Así, ella era una nihilista que había abierto los ojos a ese mundo cansino y cruel que se desarrollaba frente a ella, día tras día, sin llegar a ninguna parte.
—Bueno, las almas sí existen. —Andrew soltó un día, mientras esperaban su siguiente clase en las mesas de piedra. —Almas viejas que se parten y forman nuevas almas, pedazos de otras que se aferran a permanecer cerca unas de otras y se buscan, almas que al fin desaparecen en la nada... ¿No lo crees? ¿No crees que por eso hay gente que se encuentra y se siente tan cercana a otras sin siquiera conocerse?
Esa fue la primera vez que Andrew le habló sobre su teoría de las almas. Por supuesto, ella no dijo mucho al respecto. No iba a creer en eso inmediatamente, pero era romántico, era una manera de colorear su gris existencia mientras escuchaba a su amigo, quien siempre sonreía y la invitaba a pensar en cosas que nunca había pensado y a leer cosas que por su cuenta nunca hubiese leído.
Luego, él le contó que se podía ver el color de las almas de cada persona.

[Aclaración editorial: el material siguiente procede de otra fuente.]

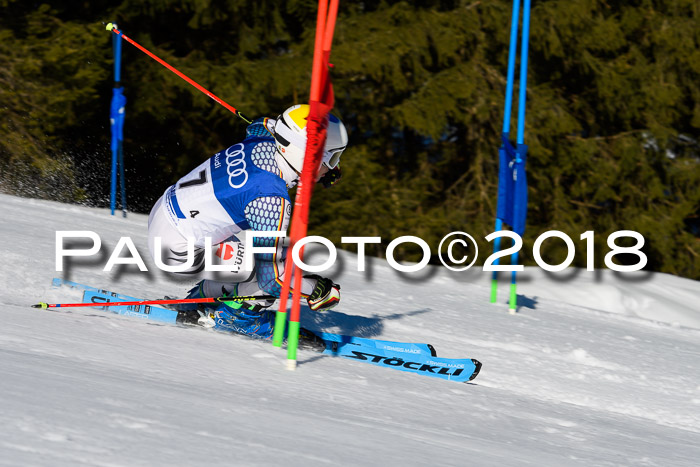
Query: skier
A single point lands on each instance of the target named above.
(244, 187)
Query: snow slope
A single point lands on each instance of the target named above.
(593, 370)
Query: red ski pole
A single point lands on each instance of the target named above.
(112, 27)
(159, 302)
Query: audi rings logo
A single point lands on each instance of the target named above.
(235, 166)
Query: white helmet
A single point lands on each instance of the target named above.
(290, 137)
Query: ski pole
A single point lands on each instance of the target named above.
(113, 28)
(159, 302)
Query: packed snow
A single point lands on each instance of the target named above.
(595, 368)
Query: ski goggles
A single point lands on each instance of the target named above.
(285, 136)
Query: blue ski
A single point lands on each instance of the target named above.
(411, 357)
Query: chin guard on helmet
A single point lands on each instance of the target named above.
(331, 177)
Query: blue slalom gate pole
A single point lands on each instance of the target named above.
(116, 119)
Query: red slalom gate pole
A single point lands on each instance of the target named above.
(158, 302)
(111, 27)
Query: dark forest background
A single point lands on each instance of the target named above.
(613, 113)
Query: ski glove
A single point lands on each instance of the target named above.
(325, 295)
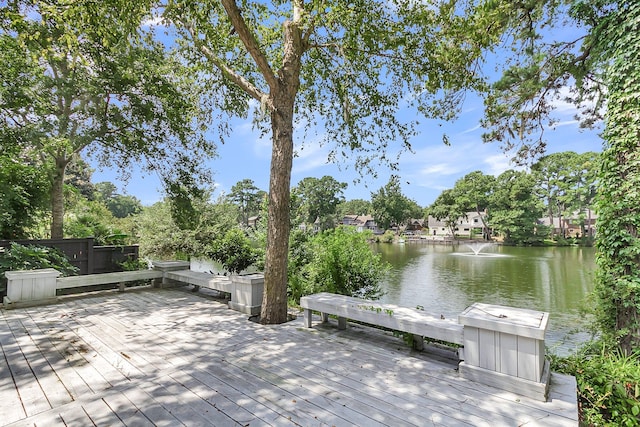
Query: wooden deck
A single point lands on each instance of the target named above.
(172, 357)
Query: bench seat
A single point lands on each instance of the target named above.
(202, 280)
(107, 278)
(404, 319)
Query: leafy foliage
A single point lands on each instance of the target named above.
(161, 238)
(317, 200)
(588, 70)
(85, 77)
(515, 208)
(234, 251)
(24, 197)
(248, 198)
(340, 261)
(391, 207)
(608, 384)
(351, 64)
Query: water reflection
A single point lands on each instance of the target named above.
(447, 279)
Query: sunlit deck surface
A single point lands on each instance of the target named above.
(172, 357)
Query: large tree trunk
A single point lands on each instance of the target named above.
(57, 199)
(274, 301)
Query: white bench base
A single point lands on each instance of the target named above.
(413, 321)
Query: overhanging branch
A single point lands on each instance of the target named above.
(250, 42)
(239, 80)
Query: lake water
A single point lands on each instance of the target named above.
(445, 279)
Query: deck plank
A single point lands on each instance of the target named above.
(173, 357)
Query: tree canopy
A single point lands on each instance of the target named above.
(84, 77)
(354, 65)
(590, 69)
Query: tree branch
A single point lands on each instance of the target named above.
(243, 83)
(250, 42)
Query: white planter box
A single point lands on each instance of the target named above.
(504, 347)
(26, 287)
(247, 293)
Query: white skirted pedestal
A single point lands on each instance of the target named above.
(504, 347)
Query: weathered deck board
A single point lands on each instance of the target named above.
(172, 357)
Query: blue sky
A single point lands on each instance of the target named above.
(424, 174)
(431, 168)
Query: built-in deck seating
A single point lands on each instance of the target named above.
(410, 320)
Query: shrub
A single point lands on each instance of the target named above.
(608, 384)
(342, 262)
(233, 251)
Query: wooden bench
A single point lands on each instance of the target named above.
(120, 277)
(410, 320)
(201, 280)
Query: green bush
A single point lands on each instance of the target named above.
(342, 262)
(32, 257)
(608, 384)
(233, 251)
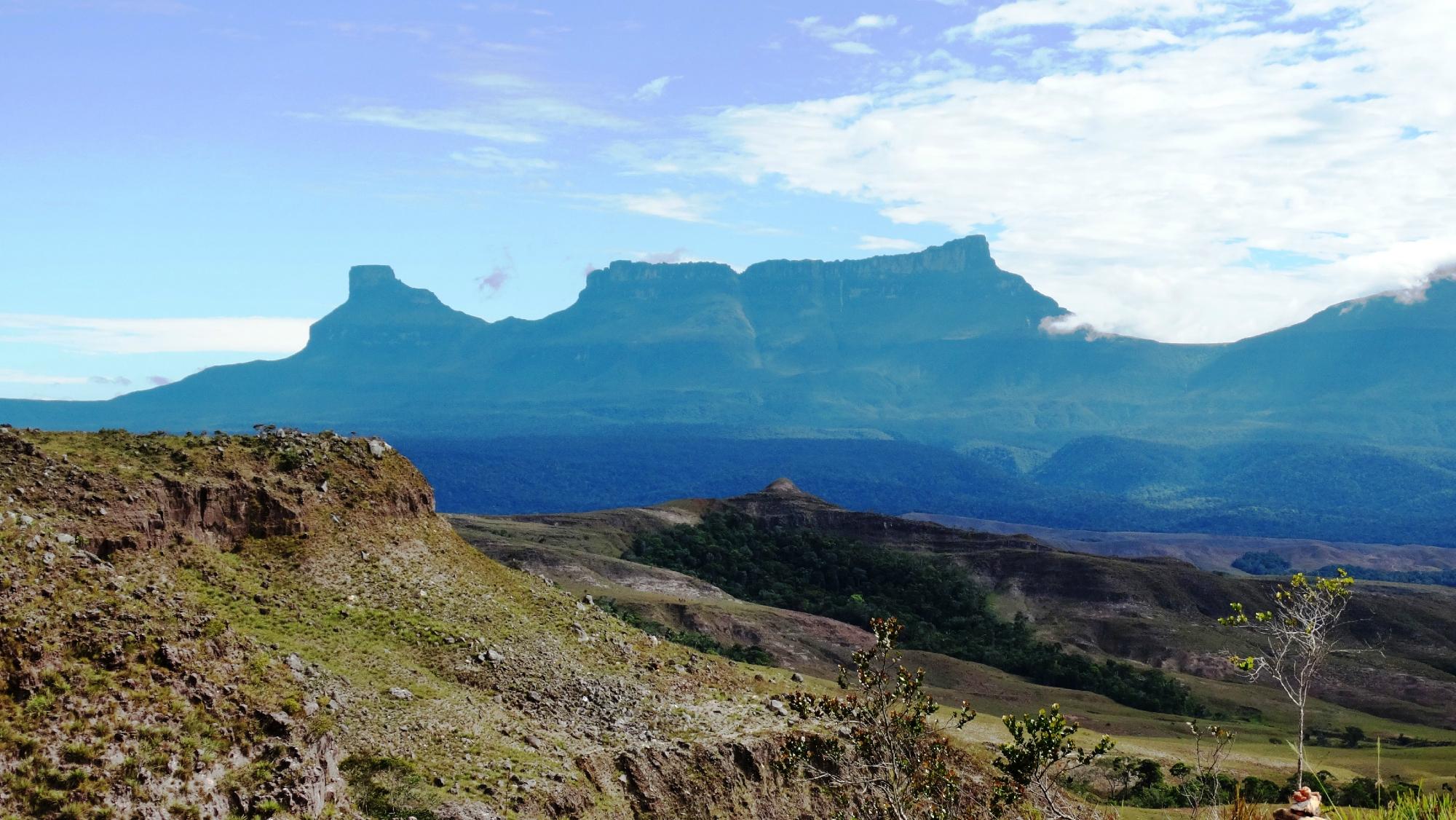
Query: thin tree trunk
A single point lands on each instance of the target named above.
(1299, 781)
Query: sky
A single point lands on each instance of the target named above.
(186, 184)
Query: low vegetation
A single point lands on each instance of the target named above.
(941, 608)
(689, 639)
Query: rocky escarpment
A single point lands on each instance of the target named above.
(218, 489)
(784, 506)
(280, 626)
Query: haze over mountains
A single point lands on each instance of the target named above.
(928, 381)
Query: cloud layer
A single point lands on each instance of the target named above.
(90, 336)
(1176, 170)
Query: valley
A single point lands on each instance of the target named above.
(1155, 612)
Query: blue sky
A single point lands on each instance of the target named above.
(187, 184)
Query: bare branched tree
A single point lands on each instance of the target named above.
(1205, 787)
(1299, 634)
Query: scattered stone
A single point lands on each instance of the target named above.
(277, 725)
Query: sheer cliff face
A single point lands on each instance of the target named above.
(940, 344)
(703, 324)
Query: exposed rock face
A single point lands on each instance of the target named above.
(162, 508)
(462, 688)
(730, 778)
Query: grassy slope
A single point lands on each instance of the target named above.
(580, 551)
(149, 679)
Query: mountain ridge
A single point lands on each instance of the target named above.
(940, 349)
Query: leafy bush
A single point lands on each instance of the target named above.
(889, 760)
(388, 787)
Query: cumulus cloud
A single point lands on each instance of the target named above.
(90, 336)
(653, 90)
(1151, 189)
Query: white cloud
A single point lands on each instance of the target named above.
(1125, 40)
(21, 378)
(500, 81)
(668, 205)
(1027, 14)
(228, 334)
(889, 244)
(490, 158)
(842, 39)
(448, 122)
(1230, 186)
(653, 90)
(516, 113)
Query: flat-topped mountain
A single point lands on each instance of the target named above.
(938, 349)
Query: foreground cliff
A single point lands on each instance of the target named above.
(280, 626)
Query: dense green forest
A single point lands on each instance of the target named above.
(944, 611)
(1097, 484)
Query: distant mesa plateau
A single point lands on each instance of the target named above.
(909, 384)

Aquello la hizo reír francamente a carcajadas, y él pareció un poco ofendido al inicio, pero terminó riendo con ella. Luego, como si fuera magia, él juntó sus manos como si estuviera haciendo un triángulo con ellas, y señalando un chico sentado lejos de ellos, le mostró.
Ella vio el maravilloso color azul danzar alrededor de ese chico solitario que estaba escribiendo algo en su libreta, y sus ojos se abrieron como platos cuando aquel evento extraño e inexplicable se levantó ante ella.
—¿Cómo lo hiciste? —Preguntó, maravillada. Probablemente, aquello quizá era sólo un truco.
—Enséñame lo que escribías en clase y te digo. —Fue un trato justo. Lo que ella escribía no era nada nuevo para los dos, poesía y un poco de narrativa extraña y fantástica que a él le gustaba, pero había cosas que ella no quería enseñarle. Cosas que, si le mostraba, pensaría que era una suicida.
Y lo era, claro, pero no quería asustarlo. No quería que se acabara esa alegría que tenía junto a él. Así que acordaron que luego de enseñarle cómo ver el color de las almas por sí misma, ella le mostraría el contenido oculto de su libreta forrada con encaje negro y una cerradura. Sin duda, ese objeto había sido modificado por ella y antes era uno de esos diarios de chicas que se habían puesto de moda y que sólo se podía abrir con una llave o rompiéndolo.